Background: This Phase I study compared the pharmacokinetic (PK) and pharmacodynamic (PD) similarity of GP2411 proposed denosumab biosimilar to reference denosumab (a monoclonal antibody for specific pro-resorptive conditions).
Research design and methods: Healthy males (28-65 years, 50-90 kg) were randomized to a single sub-therapeutic subcutaneous injection of 35 mg GP2411, EU-Xgeva® or US-Xgeva®, and followed for 39 weeks. The primary endpoints were AUCinf, AUClast, and Cmax.
Results: Four hundred ninety-two participants completed treatment. The 90% confidence intervals (CIs) (AUCinf, AUClast, and Cmax) and 95% CI of the geometric mean ratios of AUEC of % change from baseline in serum CTX were fully contained within the prespecified equivalence margins (0.80, 1.25), demonstrating similarity. The occurrence of treatment-emergent adverse events (TEAEs) with GP2411, EU-Xgeva® and US-Xgeva® was similar (72.9%, 76.0%, and 71.0% of participants, respectively). Most were Grade 1 or 2, <30% were treatment-related, and there was only one TEAE-related study discontinuation. Rates of positive anti-drug antibodies (ADAs) were similar (57.8%, 64.9%, and 69.1% of participants respectively), but immunogenicity was only borderline detectable and of very low magnitude. Ninety-nine percent of positive ADAs were transient.
Conclusion: GP2411 demonstrated similarity with EU-Xgeva® and US-Xgeva® in PK, PD, safety, and immunogenicity in this population.
Clinical trial registration: EudraCT 2019-001651-39.
Keywords: Biosimilar; GP2411; denosumab; immunogenicity; pharmacodynamics; pharmacokinetics; phase I; safety.
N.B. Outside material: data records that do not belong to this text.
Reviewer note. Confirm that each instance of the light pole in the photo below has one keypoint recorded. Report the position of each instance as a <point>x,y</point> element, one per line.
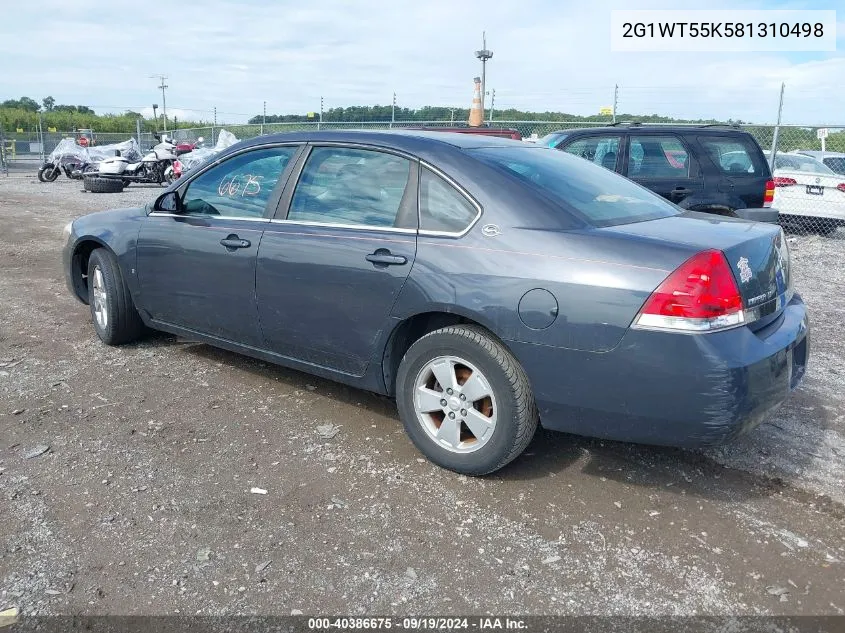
<point>163,86</point>
<point>483,55</point>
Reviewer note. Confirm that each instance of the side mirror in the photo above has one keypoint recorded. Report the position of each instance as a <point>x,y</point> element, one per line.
<point>168,202</point>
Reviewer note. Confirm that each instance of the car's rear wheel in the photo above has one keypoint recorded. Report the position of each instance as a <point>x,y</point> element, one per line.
<point>116,320</point>
<point>465,401</point>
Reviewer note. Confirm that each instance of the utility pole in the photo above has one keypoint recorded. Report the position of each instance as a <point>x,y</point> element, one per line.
<point>777,129</point>
<point>483,55</point>
<point>163,87</point>
<point>615,100</point>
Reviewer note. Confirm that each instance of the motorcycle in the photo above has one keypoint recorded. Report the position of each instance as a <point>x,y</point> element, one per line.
<point>68,157</point>
<point>155,167</point>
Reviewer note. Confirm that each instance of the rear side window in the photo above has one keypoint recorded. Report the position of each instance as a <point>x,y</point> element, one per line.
<point>442,207</point>
<point>658,157</point>
<point>599,196</point>
<point>350,186</point>
<point>733,156</point>
<point>601,150</point>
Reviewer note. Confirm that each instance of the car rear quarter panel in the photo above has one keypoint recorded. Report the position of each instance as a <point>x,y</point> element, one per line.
<point>599,281</point>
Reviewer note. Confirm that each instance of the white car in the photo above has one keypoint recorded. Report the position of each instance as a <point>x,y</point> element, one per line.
<point>834,160</point>
<point>808,192</point>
Denosumab is a biological treatment that inhibits bone degradation. It is very effective in conditions characterized by elevated bone degradation, such as osteoporosis in women who have gone through the menopause, and in the treatment of specific bone cancers. However, the cost of the original patented denosumab (‘reference denosumab’) treatment may result in fewer eligible patients receiving denosumab treatment. A biosimilar is highly similar to the original treatment but at a lower price, enabling more patients to benefit.GP2411 is being developed as a proposed biosimilar to denosumab. This Phase I clinical trial was the first clinical trial to compare GP2411 to the EU and US versions of the reference denosumab (EU-Xgeva® and US-Xgeva®). All three products were given at a dose of 35 mg to 502 healthy males. The dose was lower than the dose that would be used in clinical practice to provide a more sensitive evaluation of similarity. Healthy males were chosen because they have fewer hormonal fluctuations than females, and are considered the most appropriate population for detecting differences in pharmacological effects of denosumab.The results demonstrate that GP2411 proposed denosumab biosimilar is highly similar to the reference products in absorption, distribution, and elimination, and other outcomes, including bone turnover. The incidence of adverse events was also comparable, most adverse events were very mild, and GP2411 was not associated with a higher rate of immune reactions.These results support its continued development and GP2411 may, in future, enable more patients to benefit from denosumab treatment.